After completing her bachelor's degree in 1909, Collin moved to Stockholm and entered Stockholm University, but mostly worked, initially as an actress in the theatre ensemble Lilla Teatern as well as Uppsala Teatern. Over time she came to work more for newspapers, first as a secretary at the Stockholm weekly Figaro and then as the Stockholm theatre critic for the Malmö newspaper Arbetet.

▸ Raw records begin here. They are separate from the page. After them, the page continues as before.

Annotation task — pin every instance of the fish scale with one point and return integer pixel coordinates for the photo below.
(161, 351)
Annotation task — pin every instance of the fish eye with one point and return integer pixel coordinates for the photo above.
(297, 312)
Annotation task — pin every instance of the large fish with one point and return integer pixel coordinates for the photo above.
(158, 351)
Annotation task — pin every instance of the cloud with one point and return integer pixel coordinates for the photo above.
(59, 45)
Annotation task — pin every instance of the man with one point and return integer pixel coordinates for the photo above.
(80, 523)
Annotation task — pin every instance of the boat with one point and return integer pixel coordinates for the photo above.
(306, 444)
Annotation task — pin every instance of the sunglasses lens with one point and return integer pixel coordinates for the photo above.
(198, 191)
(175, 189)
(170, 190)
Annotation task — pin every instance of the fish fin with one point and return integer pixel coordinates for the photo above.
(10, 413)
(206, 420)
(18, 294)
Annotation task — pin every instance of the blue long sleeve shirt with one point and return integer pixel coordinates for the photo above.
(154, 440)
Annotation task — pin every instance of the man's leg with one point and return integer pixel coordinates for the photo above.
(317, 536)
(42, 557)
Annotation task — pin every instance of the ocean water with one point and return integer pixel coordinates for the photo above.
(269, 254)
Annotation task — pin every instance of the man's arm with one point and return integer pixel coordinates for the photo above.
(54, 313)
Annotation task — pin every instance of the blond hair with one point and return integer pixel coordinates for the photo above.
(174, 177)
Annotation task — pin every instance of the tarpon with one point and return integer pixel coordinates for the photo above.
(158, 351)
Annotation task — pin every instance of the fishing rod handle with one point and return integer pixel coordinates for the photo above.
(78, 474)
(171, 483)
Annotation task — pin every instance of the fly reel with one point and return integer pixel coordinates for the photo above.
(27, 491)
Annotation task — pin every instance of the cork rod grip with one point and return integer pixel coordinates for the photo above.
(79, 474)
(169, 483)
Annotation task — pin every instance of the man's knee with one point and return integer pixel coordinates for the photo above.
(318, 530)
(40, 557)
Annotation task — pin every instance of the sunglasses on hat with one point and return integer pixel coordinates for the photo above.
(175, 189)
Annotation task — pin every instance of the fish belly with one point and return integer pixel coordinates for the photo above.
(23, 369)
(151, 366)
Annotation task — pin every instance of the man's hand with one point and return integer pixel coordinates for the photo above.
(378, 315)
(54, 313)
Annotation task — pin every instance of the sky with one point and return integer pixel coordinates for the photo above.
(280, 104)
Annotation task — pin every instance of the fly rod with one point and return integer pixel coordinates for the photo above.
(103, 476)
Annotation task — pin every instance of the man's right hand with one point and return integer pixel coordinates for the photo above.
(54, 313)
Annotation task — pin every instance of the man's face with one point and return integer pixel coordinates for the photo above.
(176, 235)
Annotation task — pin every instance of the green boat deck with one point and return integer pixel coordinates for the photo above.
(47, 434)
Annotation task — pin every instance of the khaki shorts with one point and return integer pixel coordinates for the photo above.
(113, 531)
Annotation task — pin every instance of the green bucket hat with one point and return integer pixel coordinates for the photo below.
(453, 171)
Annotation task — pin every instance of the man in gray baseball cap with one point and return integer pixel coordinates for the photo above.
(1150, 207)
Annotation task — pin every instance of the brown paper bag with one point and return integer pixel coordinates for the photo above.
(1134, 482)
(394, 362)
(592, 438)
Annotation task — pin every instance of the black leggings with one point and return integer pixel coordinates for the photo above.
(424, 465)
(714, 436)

Collin published poetry in the Social Democratic women's magazine Morgonbris, including two overtly political poems, "Det dagas" (Day is dawning) and "Giv ditt namn!" (Give your name!) written in association with the women's suffrage assemblies of 1912 and 1913. The title of the second refers to a petition effort; the poem became an anthem of the movement in Sweden.

During her years in Stockholm, Collin became a close friend of writer and theatre leader Brita von Horn; the two women shared a residence in Skagen. Together they created the theatre group the Dramatist Studio (Dramatikerstudion) and wrote a play for the group based on von Horn's book Aschebergskan på Wittskövle. However, the piece did not receive its first performance until 1944, after Collin's death, when it was also Ingmar Bergman's inaugural production at the Helsingborg City Theatre.

==Death==
Collin died in 1941. Her funeral took place in Stockholm, but she was buried in the Nya kyrkogården (New Cemetery) in her birthplace Helsingborg.